Spring weather means predictable unpredictability in our mountain weather, but those who have managed to find the weather windows have been rewarded with nice crampon conditions in the early morning and softening descents by lunchtime. Good conditions now for those that participated in the snow craft courses to get amongst it. The skiers have been making the most of it as well, with a number of successful descents from the summit. Good work if you can get it! With more snow falling as I write there is no immediate end to the spring season in sight, so it looks like we’ll be crampons well into November.
We’ll make the most of the spring conditions by running a slush summit on the 9th of November. This is aimed at the snow craft graduates, giving you all a crack at a white summit with a bit of supervision from some of the more experienced club members, usually a really popular day, so let Ange know if you are keen.
Some bad new recently for the rock rats among us, in that the Mangaokewa crag has now been closed to the public for the purposes of rock climbing. The background in brief, is that the Waitomo District Council has handed ownership of the reserve to DOC, who will ultimately be returning the reserve to Iwi as part of treaty settlement. Future management of the reserve is still being worked out, however in the meantime, Iwi have requested that rock climbing at the reserve ceases, noting that the reserve contains pa sites and waahi tapu. DOC also have safety concerns about the state of the fixed rope lines on the crag. We may be able to negotiate access to the crag again; TAC have made contact with DOC outlining our interest in maintaining access and will collaborate with other organisations such as NZAC to find a solution. In the short term I would advise that we be respectful of the wishes of the Iwi and let the process work itself out. In particular please keep social media rants to polite tone, you might be surprised who reads them.
Access to crags and climbing areas has always been a background issue, but with the closing of prominent popular North Island crags such as Castle Rock (Coromandel), Whanganui Bay, and Mangaokewa, the reality for North Island climbers is that ensuring access to climbing areas should be pushed to the forefront of our clubs roles. We need to ensure the continued use of our climbing crags is addressed during any consultation process that might affect access. TAC members should take special interest in the review of the Egmont National Park Management Plan, which may take place sometime early next year. This should be seen as an opportunity to work with the new park management structure to not only ensure access to Taranaki’s crags, but to improve their amenity. For example, what about setting aside Warwick Castle/ Organ pipes valley as a recognised rock and ice recreational area within the park, with managed bolting rights. We need to be talking about these things now, so when the time comes for submissions we are organised, supported and effective.
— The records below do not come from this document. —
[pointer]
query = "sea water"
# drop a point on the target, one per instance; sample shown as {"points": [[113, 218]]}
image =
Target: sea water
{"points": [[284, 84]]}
It’ll be up to us, as climbers, to take the lead in tackling the problems around access. No one else is going to care. Climbers and their clubs need to get a grip on the background issues surrounding access, find common ground with Iwi and landowners and accept where our activities might not necessarily accord with tikanga we need to find acceptable alternatives. Otherwise the days of free climbing crag development in the North Island are probably over.
Next club night is the 7th of November, Ross Eden, (well known rogue crag developer in his own right) will be taking a quiz night, at decanter bar. Brush up on your climbing trivia and come along for social night out. There’ll be a bar and food available.